Over the last two centuries electrical microstimulation has been often used to demonstrate causal links between neural activity and specific behaviors or cognitive functions. It has also been used successfully for the treatment of several neurological disorders, most notably, Parkinson's disease. However, to understand the mechanisms by which electrical microstimulation can cause alternations in behaviors and cognitive functions it is imperative to characterize the cortical activity patterns that are elicited by stimulation locally around the electrode and in other functionally connected areas.

To this end, in a new study published in the December, 2005, issue of Neuron, Andreas S. Tolias and Fahad Sultan, under the guidance of Prof. Nikos K. Logothetis from the Max Planck Institute for Biological Cybernetics in Tübingen, have for the first time developed a technique to record brain activity using the blood oxygen level dependent (BOLD) signal while applying electrical microstimulation to the primate brain. They found that the spread of activity around the electrode in macaque area V1 is larger than expected from calculations based on passive spread of current and therefore may reflect functional spread by way of horizontal connections.
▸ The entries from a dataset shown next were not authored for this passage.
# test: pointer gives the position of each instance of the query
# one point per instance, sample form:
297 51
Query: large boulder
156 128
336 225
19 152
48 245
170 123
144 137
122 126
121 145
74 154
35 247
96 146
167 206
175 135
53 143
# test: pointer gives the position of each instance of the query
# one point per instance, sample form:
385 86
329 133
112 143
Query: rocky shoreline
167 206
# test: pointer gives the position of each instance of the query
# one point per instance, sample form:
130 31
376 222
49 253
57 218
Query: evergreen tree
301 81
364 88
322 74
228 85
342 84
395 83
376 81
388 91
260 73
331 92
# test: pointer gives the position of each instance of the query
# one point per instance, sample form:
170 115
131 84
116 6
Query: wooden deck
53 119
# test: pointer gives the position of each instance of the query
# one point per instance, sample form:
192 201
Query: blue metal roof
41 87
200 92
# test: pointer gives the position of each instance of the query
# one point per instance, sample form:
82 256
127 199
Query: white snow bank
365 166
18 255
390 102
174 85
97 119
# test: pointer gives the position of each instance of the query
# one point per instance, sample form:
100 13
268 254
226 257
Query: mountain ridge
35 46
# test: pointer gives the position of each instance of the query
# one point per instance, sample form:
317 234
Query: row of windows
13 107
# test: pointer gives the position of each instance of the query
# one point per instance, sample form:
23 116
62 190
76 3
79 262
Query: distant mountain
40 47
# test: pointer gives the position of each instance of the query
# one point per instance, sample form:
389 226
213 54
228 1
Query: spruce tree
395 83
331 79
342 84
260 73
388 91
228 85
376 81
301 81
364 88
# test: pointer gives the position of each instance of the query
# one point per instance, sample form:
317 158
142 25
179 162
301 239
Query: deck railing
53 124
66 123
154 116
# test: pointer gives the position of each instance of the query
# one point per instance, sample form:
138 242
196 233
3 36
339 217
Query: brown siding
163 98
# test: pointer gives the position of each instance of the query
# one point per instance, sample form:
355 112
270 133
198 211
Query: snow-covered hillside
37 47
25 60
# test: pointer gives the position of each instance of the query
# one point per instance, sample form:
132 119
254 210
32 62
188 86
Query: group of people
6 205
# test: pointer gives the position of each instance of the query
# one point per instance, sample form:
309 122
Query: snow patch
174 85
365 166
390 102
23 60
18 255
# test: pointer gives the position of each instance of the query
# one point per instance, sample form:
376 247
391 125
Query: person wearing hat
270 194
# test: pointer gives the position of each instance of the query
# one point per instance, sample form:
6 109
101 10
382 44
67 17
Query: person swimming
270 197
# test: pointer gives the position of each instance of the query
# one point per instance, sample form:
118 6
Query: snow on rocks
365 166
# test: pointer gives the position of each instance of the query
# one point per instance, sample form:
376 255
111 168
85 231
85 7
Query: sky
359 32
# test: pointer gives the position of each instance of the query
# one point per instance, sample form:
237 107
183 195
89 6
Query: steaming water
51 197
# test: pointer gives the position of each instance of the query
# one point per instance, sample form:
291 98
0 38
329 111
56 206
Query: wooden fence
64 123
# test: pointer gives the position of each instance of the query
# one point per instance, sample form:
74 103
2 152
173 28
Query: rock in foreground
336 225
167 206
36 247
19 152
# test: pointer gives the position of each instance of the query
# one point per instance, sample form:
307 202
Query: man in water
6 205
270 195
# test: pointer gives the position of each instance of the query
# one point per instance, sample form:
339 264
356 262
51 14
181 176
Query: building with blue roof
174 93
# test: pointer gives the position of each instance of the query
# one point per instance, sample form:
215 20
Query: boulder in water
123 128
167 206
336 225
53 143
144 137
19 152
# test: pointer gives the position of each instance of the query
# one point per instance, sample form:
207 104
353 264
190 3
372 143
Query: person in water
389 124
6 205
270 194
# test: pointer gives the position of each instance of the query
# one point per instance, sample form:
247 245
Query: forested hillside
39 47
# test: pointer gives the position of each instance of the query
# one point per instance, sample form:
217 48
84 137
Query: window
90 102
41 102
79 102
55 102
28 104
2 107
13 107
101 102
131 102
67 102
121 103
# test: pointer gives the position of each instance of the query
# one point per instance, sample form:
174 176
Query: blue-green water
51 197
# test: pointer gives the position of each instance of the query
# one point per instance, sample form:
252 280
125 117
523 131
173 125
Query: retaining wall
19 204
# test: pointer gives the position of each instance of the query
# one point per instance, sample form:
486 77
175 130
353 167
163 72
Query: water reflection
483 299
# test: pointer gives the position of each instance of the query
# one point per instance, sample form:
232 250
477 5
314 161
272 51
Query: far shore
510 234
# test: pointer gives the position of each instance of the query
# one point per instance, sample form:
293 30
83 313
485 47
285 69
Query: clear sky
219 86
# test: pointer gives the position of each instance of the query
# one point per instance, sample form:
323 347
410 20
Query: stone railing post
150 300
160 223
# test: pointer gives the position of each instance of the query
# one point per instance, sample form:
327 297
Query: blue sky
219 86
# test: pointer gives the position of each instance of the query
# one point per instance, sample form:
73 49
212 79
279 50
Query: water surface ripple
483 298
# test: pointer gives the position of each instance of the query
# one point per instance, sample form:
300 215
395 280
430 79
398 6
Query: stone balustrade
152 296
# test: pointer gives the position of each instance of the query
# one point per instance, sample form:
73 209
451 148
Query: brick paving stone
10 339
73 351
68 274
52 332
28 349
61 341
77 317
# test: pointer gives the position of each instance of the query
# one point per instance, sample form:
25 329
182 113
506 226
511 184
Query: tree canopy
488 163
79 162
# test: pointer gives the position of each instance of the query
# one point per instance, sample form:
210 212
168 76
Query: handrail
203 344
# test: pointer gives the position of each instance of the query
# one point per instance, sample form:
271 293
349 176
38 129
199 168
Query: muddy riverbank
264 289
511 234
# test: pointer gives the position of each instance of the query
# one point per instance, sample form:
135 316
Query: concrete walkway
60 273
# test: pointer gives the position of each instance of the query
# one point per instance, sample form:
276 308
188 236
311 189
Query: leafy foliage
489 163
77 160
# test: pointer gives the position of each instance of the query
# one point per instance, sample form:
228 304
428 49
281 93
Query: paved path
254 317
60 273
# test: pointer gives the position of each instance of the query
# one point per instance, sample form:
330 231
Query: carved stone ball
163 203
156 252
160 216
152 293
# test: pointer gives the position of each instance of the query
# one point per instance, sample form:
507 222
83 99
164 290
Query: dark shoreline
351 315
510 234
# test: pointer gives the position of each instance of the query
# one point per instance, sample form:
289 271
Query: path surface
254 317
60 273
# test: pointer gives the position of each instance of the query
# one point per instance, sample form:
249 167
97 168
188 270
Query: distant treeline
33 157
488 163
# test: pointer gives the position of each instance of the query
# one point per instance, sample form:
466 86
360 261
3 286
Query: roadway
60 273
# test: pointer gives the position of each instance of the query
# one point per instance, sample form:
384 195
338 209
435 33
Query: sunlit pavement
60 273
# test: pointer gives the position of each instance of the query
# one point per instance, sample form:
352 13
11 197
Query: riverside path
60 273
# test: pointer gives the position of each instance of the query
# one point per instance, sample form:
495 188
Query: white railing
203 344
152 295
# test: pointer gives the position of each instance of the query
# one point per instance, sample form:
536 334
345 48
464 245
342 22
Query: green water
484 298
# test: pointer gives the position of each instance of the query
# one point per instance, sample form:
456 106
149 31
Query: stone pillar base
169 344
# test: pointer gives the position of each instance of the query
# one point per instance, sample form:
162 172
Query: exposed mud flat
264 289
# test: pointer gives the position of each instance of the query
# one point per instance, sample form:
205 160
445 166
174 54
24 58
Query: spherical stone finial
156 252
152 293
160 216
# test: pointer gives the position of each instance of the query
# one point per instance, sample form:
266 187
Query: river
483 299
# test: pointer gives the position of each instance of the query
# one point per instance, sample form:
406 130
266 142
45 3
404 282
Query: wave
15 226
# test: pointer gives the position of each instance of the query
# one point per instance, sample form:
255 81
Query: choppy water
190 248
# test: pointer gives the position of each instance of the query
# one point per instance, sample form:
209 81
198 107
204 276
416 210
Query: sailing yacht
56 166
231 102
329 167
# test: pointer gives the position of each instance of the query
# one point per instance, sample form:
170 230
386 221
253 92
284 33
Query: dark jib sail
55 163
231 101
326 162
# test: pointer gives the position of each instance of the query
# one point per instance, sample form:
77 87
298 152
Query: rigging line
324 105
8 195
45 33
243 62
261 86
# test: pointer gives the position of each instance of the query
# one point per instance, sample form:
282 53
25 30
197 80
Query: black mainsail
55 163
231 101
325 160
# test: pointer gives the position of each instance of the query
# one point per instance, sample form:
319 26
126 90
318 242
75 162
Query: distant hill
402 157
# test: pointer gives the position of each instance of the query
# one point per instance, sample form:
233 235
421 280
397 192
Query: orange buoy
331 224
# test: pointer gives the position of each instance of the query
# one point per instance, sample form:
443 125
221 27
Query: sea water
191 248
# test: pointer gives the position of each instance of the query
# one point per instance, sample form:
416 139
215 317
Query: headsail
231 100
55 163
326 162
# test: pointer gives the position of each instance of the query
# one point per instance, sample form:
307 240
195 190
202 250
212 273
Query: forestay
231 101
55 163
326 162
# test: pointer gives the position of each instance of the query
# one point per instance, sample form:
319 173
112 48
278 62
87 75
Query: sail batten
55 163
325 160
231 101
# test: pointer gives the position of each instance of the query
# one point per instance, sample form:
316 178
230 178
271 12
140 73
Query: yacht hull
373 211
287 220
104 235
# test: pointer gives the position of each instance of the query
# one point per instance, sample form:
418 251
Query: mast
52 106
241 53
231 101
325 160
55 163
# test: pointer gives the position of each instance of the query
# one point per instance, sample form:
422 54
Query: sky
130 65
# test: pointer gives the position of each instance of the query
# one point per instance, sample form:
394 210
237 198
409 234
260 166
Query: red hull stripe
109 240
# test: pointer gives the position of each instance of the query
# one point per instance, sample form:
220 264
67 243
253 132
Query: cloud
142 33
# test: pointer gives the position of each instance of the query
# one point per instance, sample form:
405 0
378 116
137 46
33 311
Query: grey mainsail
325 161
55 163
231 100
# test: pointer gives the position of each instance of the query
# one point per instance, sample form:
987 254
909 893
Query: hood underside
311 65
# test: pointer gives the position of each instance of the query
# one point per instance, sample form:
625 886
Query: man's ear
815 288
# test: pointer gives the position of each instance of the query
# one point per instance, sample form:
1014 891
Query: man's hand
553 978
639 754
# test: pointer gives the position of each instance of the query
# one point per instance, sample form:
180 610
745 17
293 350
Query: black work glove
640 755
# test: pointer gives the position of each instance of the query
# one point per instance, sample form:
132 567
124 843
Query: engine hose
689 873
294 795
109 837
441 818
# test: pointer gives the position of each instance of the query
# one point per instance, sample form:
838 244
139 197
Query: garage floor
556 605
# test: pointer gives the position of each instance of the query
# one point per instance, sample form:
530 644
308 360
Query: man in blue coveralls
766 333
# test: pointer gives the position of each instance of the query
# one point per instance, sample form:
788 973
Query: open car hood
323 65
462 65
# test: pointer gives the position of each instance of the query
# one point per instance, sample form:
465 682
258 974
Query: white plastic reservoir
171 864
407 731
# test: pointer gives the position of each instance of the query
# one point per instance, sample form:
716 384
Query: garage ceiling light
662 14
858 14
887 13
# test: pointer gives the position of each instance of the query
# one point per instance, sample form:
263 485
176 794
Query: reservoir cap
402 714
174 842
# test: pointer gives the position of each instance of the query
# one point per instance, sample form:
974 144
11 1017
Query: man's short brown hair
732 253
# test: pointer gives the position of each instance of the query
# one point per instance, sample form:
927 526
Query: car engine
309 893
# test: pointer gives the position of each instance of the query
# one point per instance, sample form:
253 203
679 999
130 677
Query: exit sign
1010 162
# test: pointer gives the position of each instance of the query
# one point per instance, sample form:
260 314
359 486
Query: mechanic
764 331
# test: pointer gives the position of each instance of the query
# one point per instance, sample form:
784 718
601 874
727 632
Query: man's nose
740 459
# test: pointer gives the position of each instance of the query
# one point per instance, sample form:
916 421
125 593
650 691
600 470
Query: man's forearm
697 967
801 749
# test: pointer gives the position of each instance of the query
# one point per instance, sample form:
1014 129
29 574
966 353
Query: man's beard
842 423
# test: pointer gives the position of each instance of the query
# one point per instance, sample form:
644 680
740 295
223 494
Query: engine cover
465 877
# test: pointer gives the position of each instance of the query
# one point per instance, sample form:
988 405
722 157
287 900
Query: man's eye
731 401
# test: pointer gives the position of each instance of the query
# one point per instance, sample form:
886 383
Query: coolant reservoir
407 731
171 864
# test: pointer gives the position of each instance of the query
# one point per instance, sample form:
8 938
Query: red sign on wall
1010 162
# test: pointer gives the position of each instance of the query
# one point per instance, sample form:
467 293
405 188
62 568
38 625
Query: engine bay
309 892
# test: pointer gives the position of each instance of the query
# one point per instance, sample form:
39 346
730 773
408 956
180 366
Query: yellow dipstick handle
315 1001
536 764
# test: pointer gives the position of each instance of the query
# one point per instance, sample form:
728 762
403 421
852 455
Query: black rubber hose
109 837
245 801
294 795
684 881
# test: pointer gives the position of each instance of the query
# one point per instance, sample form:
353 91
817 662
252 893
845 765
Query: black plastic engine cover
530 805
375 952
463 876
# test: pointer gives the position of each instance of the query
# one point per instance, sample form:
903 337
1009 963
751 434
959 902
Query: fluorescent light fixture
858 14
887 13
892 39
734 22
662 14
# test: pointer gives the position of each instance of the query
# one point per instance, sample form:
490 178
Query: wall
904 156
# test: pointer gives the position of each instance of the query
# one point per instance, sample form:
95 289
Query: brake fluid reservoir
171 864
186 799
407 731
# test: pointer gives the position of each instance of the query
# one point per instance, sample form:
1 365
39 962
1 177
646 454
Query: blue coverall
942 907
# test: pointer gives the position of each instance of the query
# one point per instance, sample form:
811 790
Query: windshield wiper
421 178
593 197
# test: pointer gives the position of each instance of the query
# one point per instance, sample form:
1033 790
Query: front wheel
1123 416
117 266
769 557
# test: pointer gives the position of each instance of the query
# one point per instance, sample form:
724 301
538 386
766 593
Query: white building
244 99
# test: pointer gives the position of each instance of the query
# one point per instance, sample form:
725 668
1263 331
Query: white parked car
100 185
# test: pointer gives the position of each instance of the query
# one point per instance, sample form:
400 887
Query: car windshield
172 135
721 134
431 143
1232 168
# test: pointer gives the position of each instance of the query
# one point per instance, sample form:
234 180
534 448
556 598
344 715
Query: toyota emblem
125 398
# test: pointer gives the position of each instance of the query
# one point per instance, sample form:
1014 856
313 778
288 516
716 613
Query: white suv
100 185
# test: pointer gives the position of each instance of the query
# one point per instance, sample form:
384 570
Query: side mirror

Consistent with this functional transsynaptic spread they also obtained activation in expected projection sites in extrastriate visual areas demonstrating the utility of their technique in uncovering in vivo functional connectivity maps.

Using the microstimulation/MRI technique in conscious, alert primates holds great promise for determining the causal relationships between activation patterns across distributed neuronal circuits and specific behaviors. Finally, this method could also proof useful in understanding and optimising the method of intra-cranial electrical stimulation in the treatment of neurological diseases.